Talking about data lake and data warehouse

16-022-supersoniccontract

Data Lake is a term that has emerged in the past decade to describe an important part of the data analysis pipeline in the big data world. The idea is to create a single storage area for all the raw data that anyone in the organization may need to analyze. People usually use Hadoop to process data in lakes, but this concept is broader than Hadoop.

When I mentioned that a single point can centralize all the data that an organization wants to analyze, I immediately thought of the concept of data warehouse and data mart. But there is an important difference between data lake and data warehouse. The data lake stores raw data in any form provided by the data source. There are no assumptions about the data schema, and each data source can use any schema it likes. Users of data need to understand these data according to their own purposes.

Many data warehouses have not made much progress due to the problem of patterns. Data warehouse tends to adopt the concept of single mode to meet all analysis requirements, but a single unified data model is impractical for any organization except the smallest organization. Even if you want to model a slightly complex domain, you need multiple bounded contexts, each with its own data model. In terms of analysis, each analysis user is required to use a model that is meaningful to the analysis they are conducting. By shifting to storing only raw data, this places the onus on the data analyst.

Another problem of data warehouse is to ensure data quality. Trying to obtain an authoritative single data source requires a lot of analysis on how different systems acquire and use data. System A may be applicable to some data, while system B may be applicable to other data. There are some rules that system A is more suitable for recent orders, while system B is more suitable for orders one month or earlier, unless returns are involved. The most important thing is that data quality is often a subjective problem. Different analysts have different tolerance for data quality problems, and even have different concepts of good quality.

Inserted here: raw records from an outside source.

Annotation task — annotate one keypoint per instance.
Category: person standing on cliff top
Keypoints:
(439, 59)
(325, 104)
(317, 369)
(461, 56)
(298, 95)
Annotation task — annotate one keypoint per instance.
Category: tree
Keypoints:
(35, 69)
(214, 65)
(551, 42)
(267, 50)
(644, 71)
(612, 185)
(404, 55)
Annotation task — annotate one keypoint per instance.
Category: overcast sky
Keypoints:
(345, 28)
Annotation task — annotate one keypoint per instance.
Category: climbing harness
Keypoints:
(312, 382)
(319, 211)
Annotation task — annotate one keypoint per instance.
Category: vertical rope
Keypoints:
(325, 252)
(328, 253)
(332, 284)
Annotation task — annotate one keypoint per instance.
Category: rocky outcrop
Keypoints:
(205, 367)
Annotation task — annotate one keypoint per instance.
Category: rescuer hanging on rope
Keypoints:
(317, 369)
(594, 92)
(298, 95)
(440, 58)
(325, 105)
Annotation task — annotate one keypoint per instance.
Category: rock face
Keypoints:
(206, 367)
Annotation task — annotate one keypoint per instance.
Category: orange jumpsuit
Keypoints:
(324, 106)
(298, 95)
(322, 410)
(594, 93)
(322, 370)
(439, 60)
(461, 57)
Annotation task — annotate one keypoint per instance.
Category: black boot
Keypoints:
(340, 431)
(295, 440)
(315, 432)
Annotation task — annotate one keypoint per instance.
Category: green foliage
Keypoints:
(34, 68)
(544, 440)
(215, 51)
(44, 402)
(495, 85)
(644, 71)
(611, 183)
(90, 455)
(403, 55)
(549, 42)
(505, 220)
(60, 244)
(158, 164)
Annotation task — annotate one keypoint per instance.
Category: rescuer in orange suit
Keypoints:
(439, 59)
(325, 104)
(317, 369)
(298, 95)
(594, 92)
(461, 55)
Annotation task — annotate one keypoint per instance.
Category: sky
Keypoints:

This led to the criticism of the data lake - it is just a garbage dump of uneven quality data, or rather a data swamp. Criticism is both reasonable and irrelevant. The popular title of the new analysis is "data scientist". Although this is a title that is often abused, many of these people do have a solid scientific background. Any serious scientist knows the problem of data quality. Imagine the simple problem of analyzing temperature readings over time. It must be considered that the relocation of some weather stations may subtly affect readings, exceptions caused by equipment problems, and missing period data when the sensors are not working. Many complex statistical techniques are created to solve data quality problems. Scientists are always sceptical about the quality of data and used to dealing with problematic data. Therefore, lakes are very important for them, because they can use the original data and carefully apply technology to understand it, rather than some opaque data cleaning mechanisms that may do more harm than good.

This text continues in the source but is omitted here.